Selective hydrogenation reactions: A comparative study of monolith CDC, stirred tank and trickle bed reactors

Abstract

Monolith reactors offer several advantages over traditional random fixed beds or slurry reactors, such as better mass transfer characteristics, higher volumetric productivity for a smaller amount of catalyst, elimination of filtration step and lower pressure drop. However, achieving an even gas–liquid distribution across the monolith is difficult. The cocurrent downflow contactor (CDC) reactor presents an elegant solution to this problem by establishing a stable two-phase dispersion. When comparing the CDC reactor with traditional stirred tank and trickle bed reactors for the hydrogenation of 2-butyne-1,4-diol, greater selectivity towards the alkene intermediate is observed in the CDC for a range of solvents.

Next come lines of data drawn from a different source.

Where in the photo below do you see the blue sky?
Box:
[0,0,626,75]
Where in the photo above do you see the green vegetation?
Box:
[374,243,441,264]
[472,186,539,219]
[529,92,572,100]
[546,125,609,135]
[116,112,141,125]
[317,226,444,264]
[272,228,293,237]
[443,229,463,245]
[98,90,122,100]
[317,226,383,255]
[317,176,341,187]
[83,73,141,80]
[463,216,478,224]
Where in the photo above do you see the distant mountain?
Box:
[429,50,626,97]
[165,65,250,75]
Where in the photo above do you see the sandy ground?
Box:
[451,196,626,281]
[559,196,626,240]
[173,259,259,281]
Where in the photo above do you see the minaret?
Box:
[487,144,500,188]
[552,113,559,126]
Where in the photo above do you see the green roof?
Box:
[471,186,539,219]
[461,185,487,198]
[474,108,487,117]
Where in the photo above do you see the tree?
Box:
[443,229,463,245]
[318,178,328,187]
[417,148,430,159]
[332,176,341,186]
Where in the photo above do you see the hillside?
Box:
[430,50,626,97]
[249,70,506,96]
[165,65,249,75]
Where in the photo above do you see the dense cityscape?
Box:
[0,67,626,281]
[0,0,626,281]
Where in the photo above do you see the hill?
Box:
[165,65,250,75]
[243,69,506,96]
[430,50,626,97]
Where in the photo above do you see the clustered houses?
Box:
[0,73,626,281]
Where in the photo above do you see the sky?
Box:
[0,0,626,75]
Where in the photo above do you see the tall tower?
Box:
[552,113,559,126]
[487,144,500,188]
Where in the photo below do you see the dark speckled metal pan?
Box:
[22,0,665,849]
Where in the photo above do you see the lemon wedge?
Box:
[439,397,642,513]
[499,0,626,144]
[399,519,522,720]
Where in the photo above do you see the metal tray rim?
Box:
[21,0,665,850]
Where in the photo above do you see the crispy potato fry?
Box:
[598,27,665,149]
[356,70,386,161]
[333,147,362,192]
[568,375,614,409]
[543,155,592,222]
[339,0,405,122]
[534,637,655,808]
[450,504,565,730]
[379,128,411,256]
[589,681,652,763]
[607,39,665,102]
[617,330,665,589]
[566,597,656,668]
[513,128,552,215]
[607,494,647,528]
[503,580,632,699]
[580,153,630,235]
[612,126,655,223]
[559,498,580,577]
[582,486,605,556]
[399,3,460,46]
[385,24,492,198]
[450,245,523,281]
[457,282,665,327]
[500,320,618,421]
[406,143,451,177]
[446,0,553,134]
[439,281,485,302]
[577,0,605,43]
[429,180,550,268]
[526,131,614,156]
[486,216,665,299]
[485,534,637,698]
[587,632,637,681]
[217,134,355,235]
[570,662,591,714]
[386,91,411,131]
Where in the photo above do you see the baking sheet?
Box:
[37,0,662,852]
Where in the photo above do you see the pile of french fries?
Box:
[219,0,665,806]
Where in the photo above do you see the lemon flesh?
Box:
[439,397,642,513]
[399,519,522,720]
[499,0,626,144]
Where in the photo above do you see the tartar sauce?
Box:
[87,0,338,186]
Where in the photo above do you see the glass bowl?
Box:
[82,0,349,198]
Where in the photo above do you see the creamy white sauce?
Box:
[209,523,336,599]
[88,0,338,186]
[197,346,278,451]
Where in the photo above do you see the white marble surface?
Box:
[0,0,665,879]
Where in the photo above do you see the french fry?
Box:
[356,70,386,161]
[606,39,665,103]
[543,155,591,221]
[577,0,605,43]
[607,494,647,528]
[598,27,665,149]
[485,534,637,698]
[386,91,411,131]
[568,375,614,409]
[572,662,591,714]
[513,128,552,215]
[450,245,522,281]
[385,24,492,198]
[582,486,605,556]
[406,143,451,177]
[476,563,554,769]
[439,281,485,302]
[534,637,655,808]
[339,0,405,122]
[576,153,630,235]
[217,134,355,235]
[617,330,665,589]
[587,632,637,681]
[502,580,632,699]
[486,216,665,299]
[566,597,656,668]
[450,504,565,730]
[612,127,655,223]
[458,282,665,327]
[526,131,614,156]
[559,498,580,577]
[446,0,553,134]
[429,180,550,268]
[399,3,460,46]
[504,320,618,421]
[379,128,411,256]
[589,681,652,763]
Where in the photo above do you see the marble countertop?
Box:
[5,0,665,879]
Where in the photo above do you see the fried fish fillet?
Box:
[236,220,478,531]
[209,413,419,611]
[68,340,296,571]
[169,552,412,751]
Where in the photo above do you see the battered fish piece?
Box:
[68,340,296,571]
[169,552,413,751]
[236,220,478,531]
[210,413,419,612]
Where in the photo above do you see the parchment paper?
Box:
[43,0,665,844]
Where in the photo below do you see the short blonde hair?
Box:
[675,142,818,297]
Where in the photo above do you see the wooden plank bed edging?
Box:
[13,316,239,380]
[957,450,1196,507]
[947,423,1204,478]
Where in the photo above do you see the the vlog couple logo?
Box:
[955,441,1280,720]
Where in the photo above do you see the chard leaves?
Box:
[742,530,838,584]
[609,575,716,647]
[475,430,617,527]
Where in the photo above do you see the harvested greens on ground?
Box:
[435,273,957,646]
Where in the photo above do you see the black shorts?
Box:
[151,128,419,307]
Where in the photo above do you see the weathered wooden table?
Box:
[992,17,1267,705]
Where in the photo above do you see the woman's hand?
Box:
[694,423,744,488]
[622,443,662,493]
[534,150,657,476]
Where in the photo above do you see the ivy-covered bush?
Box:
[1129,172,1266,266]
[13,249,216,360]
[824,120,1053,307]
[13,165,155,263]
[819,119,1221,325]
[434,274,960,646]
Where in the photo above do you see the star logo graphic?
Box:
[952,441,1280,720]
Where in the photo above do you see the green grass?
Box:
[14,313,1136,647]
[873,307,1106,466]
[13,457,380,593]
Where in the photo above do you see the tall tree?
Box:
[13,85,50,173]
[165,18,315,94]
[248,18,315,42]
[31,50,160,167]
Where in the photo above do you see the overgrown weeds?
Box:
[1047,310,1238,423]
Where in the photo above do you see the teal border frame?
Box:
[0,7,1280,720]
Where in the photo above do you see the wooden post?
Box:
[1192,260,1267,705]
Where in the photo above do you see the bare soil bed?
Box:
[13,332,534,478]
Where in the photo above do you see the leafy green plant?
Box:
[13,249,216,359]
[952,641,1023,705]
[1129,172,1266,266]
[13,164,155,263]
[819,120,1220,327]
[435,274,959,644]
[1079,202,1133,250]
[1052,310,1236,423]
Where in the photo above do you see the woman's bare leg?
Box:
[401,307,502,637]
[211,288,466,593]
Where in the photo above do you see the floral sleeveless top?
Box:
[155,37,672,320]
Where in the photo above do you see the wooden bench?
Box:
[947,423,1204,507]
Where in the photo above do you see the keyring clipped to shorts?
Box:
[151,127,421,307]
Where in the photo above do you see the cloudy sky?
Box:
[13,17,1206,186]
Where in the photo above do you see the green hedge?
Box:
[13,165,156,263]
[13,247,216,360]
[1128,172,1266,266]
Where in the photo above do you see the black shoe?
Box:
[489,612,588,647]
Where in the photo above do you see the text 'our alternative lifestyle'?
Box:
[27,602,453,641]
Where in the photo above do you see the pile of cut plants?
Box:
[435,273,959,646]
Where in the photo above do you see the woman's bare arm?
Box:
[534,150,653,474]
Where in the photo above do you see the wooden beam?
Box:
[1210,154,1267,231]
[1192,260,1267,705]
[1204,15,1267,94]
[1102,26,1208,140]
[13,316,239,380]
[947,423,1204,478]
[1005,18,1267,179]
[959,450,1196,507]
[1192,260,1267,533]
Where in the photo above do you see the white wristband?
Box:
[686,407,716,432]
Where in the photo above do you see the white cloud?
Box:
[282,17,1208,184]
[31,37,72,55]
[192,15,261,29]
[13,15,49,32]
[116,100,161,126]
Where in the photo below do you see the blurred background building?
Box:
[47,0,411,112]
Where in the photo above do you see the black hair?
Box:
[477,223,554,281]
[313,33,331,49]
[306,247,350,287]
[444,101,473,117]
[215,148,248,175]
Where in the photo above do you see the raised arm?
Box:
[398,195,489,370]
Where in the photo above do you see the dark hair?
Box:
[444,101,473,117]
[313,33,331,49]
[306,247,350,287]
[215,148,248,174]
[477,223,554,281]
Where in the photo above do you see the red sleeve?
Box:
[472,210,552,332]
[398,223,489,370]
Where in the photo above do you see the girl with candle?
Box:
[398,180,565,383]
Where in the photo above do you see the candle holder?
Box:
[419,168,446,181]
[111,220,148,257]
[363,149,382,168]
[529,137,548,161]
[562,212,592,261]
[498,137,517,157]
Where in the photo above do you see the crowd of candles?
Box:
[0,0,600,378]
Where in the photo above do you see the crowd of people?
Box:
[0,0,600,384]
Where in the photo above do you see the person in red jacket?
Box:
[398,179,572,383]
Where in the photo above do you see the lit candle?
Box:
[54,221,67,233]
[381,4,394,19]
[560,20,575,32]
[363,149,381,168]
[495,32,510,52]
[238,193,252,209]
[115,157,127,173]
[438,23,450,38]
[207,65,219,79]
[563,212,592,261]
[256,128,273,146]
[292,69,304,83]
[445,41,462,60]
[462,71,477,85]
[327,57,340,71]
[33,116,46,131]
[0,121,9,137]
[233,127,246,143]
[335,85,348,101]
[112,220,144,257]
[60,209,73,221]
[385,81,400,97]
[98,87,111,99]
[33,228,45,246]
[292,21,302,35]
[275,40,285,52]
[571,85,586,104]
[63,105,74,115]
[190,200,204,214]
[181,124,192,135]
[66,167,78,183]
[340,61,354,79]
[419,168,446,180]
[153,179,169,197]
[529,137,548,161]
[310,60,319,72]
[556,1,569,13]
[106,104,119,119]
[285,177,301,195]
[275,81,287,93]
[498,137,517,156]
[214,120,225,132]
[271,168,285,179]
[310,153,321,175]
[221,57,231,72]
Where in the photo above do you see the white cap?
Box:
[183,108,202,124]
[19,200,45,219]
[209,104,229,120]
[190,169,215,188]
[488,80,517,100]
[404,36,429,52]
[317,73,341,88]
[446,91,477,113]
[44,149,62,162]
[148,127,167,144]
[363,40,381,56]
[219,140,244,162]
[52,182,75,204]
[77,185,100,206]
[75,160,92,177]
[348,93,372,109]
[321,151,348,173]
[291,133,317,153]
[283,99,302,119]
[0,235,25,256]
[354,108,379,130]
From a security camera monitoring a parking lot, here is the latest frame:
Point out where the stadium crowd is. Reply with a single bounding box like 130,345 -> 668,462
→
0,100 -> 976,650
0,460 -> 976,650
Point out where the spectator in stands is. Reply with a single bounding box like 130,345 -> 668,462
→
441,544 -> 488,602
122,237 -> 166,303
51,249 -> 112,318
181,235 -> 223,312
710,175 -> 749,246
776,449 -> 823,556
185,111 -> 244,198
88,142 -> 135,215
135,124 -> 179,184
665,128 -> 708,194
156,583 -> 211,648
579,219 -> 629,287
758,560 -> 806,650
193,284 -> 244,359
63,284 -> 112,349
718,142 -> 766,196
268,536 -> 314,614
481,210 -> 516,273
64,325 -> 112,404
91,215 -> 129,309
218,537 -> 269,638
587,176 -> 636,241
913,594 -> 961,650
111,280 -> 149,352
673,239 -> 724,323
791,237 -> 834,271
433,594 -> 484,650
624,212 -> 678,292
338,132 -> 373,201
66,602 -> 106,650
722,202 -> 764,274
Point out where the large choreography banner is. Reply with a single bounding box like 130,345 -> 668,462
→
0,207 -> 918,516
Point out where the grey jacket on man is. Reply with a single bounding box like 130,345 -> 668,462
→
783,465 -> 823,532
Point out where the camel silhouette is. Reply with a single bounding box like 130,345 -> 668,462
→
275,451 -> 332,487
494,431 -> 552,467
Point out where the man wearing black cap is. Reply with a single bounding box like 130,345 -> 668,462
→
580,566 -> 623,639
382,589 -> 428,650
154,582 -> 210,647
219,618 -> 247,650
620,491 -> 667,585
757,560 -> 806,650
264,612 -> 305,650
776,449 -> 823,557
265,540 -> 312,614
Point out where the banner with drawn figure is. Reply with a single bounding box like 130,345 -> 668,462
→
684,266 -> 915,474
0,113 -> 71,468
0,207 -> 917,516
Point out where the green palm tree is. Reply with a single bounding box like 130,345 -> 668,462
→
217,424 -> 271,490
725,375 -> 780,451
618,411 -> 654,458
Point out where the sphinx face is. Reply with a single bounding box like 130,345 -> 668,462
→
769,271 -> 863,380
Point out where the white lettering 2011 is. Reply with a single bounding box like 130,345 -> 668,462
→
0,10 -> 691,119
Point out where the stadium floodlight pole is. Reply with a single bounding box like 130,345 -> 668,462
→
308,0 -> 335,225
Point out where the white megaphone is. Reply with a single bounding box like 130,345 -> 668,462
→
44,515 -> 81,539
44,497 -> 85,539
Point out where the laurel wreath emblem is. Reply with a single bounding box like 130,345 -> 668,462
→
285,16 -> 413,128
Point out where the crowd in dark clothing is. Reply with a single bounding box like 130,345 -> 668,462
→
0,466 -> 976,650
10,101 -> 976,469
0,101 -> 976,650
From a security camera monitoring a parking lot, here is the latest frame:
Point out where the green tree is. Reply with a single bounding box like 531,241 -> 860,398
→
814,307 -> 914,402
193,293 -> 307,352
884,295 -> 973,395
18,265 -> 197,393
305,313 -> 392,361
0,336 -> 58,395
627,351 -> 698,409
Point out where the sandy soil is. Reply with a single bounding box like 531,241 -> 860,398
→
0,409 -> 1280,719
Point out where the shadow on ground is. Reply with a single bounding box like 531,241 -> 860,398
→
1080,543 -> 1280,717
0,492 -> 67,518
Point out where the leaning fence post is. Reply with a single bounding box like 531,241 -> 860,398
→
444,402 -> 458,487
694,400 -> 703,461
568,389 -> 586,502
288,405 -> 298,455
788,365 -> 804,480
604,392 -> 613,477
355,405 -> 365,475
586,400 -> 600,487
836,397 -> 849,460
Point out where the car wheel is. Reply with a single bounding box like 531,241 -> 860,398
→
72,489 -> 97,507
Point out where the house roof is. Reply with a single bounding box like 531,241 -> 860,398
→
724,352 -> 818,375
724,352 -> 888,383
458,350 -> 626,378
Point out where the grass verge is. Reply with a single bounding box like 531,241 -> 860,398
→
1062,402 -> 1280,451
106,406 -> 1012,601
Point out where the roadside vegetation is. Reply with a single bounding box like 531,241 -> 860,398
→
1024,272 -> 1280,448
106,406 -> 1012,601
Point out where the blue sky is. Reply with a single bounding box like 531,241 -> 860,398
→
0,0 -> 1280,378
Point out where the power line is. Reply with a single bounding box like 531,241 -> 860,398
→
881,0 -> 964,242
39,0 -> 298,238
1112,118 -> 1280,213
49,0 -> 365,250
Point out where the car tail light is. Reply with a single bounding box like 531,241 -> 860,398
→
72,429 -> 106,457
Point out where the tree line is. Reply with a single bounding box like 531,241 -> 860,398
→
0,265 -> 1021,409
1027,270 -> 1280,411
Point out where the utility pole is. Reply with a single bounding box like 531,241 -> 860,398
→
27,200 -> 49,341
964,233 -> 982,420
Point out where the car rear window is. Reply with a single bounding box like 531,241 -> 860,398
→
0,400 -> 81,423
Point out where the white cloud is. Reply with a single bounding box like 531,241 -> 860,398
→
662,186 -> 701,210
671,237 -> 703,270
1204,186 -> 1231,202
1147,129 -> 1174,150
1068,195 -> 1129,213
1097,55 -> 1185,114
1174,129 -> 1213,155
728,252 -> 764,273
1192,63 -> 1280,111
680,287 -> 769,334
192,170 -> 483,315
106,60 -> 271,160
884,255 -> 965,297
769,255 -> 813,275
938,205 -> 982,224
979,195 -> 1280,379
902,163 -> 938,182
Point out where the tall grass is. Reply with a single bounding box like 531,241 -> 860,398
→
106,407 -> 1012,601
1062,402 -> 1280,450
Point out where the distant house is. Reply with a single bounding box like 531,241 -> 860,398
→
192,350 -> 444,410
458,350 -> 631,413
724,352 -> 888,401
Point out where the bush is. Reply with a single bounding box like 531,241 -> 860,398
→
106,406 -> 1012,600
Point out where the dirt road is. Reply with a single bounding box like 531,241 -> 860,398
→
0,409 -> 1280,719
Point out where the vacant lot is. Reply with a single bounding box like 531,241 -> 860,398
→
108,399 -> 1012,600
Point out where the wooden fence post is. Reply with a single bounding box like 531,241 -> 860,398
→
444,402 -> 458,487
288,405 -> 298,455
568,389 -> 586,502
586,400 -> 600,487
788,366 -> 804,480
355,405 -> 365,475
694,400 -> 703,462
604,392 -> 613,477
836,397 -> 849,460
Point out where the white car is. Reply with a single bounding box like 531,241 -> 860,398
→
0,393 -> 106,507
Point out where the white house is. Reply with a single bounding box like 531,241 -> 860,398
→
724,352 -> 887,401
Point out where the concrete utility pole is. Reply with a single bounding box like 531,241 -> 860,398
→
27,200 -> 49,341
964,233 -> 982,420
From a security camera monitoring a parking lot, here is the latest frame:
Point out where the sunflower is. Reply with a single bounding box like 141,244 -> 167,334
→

This is partly due to a high dispersion (67%) of Pd on the washcoat support of the monolith and also to the optimisation of the surface species concentrations as a result of greater mass transfer of hydrogen to the catalyst surface compared with alternative reactor designs. Furthermore, when considering the effect of scale-out on the monolith by comparing a single capillary with 1256 and 5026 channel monoliths, initial reaction rates and selectivity were maintained. This supports the use of the CDC as a suitable method for dispersing gas–liquid mixtures through a monolith.